The Cuban Missile Crisis was perhaps the height of the cold war. So it is hardly surprising that both The Manchurian Candidate and the lesser-known British film The Mind Benders were made that same year. Both films are concerned with brain-washing; the former based on the experiences of GIs in the Korean War and the latter on experiments in ‘the reduction of sensation carried out at certain universities in the United States’, according to the opening title. The technique is explained with the aid of a wonderful pastiche of a university science film (looking remarkably like something Steve Zissou might have made) which shows how a few hours in a sensory deprivation tank can affect a man – how it can ‘reduce him until he becomes a sort of soulless, mindless, will-less thing. Not even a man at all’.
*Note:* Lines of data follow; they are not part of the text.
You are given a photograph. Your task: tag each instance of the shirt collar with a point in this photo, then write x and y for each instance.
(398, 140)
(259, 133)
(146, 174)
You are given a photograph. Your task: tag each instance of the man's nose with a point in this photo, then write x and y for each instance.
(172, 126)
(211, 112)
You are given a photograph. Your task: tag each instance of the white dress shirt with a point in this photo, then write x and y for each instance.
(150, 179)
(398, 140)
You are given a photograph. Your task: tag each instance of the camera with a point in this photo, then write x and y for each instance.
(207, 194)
Although the film begins like a cold-war thriller (‘with the drafty telephone boxes and park seats – the whole chilly paraphernalia of treason’, as John Clements’ Major Hall observes) it develops into something very different. Perhaps this is not surprising, considering director Basil Dearden’s pedigree. He is most famous for ‘issue films’: tackling race in Sapphire, juvenile delinquency in The Blue Lamp (in which Dirk Bogarde was cast against type as a teenage ruffian) and homosexuality in the ground-breaking Victim (again with Bogarde). Whereas in The Manchurian Candidate brain-washing can lead to presidential assassination attempts, in The Mind Benders it causes marriage difficulties. Mary Ure sees her marriage descend into another Look Back in Anger as her husband succumbs to the power of suggestion (he is told that he hates his wife while in his weakened state). However, it is this approach that makes The Mind Benders such a curiosity and perhaps also it is where the film ultimately fails. The cross between sci-fi and family drama is interesting but neither area is sufficiently developed for it to work. This may be because Ure and Bogarde’s marriage difficulties occur largely off-screen during a family holiday: the story of sexual humiliation in Amsterdam is told but not seen (although the film was surprisingly awarded an X-certificate on its original release).
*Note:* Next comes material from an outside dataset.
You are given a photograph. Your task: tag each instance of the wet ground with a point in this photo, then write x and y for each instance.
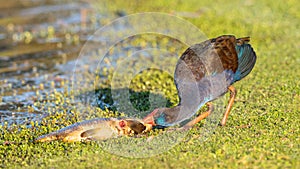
(38, 40)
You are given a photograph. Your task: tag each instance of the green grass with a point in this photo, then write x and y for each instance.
(268, 99)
Despite starring everyone’s favourite pin-up doctor, Dirk Bogarde, the film was a box office and critical failure at the time – with one headline reading, ‘Bogarde thriller is shabby and nasty’. Although this seems an exaggeration the film can be seen as a continuation of Bogarde’s move away from his Rank screen idol persona (although he was still to reprise his role as the charming Doctor Simon Sparrow throughout the 60s), a journey that was to lead to the genuinely nasty The Damned (1969) and The Night Porter (1974).
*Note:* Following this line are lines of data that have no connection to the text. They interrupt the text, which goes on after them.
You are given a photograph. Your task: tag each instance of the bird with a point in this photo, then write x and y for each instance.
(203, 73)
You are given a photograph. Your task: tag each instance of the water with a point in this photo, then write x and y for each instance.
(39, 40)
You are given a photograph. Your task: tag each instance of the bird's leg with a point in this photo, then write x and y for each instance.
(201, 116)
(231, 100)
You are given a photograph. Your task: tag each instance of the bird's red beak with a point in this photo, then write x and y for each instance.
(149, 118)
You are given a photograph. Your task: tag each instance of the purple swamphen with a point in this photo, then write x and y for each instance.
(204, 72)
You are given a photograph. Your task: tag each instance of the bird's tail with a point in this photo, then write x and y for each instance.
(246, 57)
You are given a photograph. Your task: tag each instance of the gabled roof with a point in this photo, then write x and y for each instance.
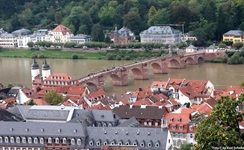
(7, 116)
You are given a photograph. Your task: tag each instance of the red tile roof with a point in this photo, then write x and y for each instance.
(63, 29)
(233, 91)
(60, 77)
(10, 100)
(39, 102)
(76, 90)
(203, 108)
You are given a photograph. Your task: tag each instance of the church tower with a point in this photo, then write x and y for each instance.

All in all, The Mind Benders is a fascinating failure. It is intelligent science fiction made for an adult audience (although hardly deserving its X-certificate). Dearden directs with his usual moody seriousness (and with the staid professionalism that always separated him from the younger generation of directors that included Karel Reisz and Tony Richardson). Even the mind-bending hallucinations in the tank (a few double-exposure shots) are handled with a degree of subtlety. The cast are excellent, particularly Bogarde, who in true Dr Jeckyll style, plays both scientist and guinea pig, and Ure as his suffering wife. Georges Auric’s score is also noteworthy but one can’t help thinking the subject matter might have been better suited to Roger Corman.